In round 1 of the Delphi survey, experts will receive an updated list of OMIs pertaining to each of the seven outcomes, which will be delivered by e-mail. The investigators will provide the experts with a spreadsheet consisting of seven tabs, one for each outcome. Every tab will include all associated OMIs that were obtained during step 2 and the Delphi pre-round, accompanied by a brief note of the methods/equipment used, a short description of the samples in which the OMI was used and graded evidence of the OMI resulting from step 3. A detailed description of the characteristics of each included study will be provided separately to assist experts in reviewing the OMIs. Study characteristics will include author and year of publication, the outcome(s) studied, the sample characteristics extracted in step 2 and the methodological quality of the study evaluated in step 3. Experts will be given detailed instructions and an instructional video outlining how to score each OMI on a 1–10 scale (1 = lowest, 10 = highest) for five different aspects of feasibility: applicability, patient feasibility, clinician feasibility, practical feasibility and overall rating. A comment box will be provided to allow experts the option to provide additional information to the researchers (i.e. explain responses or raise concerns), or to indicate that they are ignorant or uncertain. Experts will have 2 weeks to score the OMIs for feasibility. Reminder e-mails will be sent after 1 week and at 1 day before the end of the 2-week period. Mean scores will be calculated after receiving and aggregating the expert scores. OMIs with a mean overall score ≥ 7 will be retained, those with scores < 6 will be omitted and those with scores of 6–7 will be discussed among the investigators using the expert comments and quality scores. Moreover, we will examine differences between clinician and researcher scores and describe these results.
In subsequent rounds of the Delphi survey, experts will be presented the results from the previous round. All experts will see aggregated scores for each OMI, and a synopsis of the comments made by each expert (if applicable). Experts will be asked to consider the feedback (i.e. aggregated scores and comment synopsis) and again score the feasibility aspects for the remaining OMIs with an option to provide their rationale in a comment box. In these rounds, experts also will be asked to identify their preferred OMI for each outcome and to explain why. Similar to round 1, experts will have 2 weeks to score the OMIs for feasibility with reminder e-mails provided at the same time points. The expert scores will be processed in a similar fashion and extended with the preferred OMI scores. This process will continue until a single OMI per outcome is selected, based on ≥ 70% agreement among experts. The investigators will attempt to identify a provisional COS pertaining to the seven outcomes from the scores after two rounds. This will be based on aggregated scores (mean and median), expert opinion (i.e. rationales and additional information from the comments) and the quality of the studies and OMIs. The provisional COS will be presented to all experts, who will be asked whether they agree or disagree with the OMI for each outcome in the COS. If an expert disagrees with the suggested COS, they will be asked to provide their comments and reasons for disagreement . From the decisions and comments made by the experts, a provisional COS will be presented and evaluated for final agreement. The COS will only become final after feasibility testing (phase 3) and stakeholder engagement (phase 4) (see below).
Step 5: patient/family judgement on relevance and completeness of selected outcomes
We will conduct a short online survey with patients with CP or families/caregivers of people with CP, to rate the importance of each outcome as something they would like their family doctor to measure and discuss with them.
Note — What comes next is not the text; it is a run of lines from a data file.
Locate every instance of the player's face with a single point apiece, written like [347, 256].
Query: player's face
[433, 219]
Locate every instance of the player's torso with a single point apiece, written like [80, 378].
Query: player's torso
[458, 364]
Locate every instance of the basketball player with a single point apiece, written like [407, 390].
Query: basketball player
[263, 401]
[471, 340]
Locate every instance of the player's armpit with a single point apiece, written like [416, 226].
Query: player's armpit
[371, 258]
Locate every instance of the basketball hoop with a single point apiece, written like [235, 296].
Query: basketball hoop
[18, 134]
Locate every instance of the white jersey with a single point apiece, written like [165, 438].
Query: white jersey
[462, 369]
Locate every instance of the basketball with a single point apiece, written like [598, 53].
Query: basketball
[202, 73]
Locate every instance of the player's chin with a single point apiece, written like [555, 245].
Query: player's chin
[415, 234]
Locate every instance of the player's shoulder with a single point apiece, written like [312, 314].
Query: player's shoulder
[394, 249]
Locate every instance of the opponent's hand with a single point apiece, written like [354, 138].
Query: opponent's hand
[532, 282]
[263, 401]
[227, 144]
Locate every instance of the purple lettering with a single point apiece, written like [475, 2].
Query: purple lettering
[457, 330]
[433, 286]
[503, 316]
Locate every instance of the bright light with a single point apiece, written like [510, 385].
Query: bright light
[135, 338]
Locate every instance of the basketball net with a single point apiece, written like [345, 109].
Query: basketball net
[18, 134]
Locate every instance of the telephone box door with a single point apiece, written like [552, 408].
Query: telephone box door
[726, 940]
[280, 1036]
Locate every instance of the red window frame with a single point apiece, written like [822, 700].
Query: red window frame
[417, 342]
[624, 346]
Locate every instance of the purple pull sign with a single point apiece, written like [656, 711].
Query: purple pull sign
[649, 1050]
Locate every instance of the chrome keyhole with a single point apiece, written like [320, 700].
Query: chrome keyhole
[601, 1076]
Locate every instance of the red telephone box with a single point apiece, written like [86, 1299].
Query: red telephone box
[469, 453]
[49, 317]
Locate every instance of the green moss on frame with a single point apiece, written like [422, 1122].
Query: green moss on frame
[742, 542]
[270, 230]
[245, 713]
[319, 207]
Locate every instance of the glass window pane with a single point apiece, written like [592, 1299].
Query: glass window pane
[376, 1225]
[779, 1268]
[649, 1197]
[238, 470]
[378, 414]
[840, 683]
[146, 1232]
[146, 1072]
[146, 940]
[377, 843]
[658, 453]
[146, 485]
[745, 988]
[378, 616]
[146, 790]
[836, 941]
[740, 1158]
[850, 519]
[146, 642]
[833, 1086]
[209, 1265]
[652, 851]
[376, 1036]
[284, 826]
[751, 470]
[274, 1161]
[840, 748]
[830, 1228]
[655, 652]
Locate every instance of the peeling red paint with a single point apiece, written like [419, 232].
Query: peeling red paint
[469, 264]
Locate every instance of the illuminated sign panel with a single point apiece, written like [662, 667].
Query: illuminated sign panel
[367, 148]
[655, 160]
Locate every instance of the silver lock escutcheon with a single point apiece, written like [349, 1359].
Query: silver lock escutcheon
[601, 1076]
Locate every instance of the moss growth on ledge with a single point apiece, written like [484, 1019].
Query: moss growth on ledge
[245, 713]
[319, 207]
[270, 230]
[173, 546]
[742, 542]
Phase 3: feasibility study
Step 6: feasibility test of the COS in the target population
After developing a COS for multimorbidity risk assessment for use in clinical research and practice, the next stage will be to test the feasibility of the COS in a cohort of adolescents and adults with CP. Aspects of feasibility to be assessed from the perspectives of the clinicians and researchers will include ease of assessment, time required for completion and their confidence in the COS to assess multimorbidity risk. Time requirement and interpretation of results will be assessed (see below) to determine feasibility from the patient perspective.
The feasibility study will focus on adolescents and adults aged 14 years and over, with a diagnosis of CP. We will include individuals with CP across all GMFCS levels (levels I–V), from three different international locations: Hamilton, ON, Canada; Ann Arbor, MI, USA and Rotterdam and Utrecht (combined), The Netherlands. The knowledge to be gained from this multinational study will be far superior to the minimal information that would be gained if we were to conduct the study at a single site, which has constrained the generalizability of research in this area .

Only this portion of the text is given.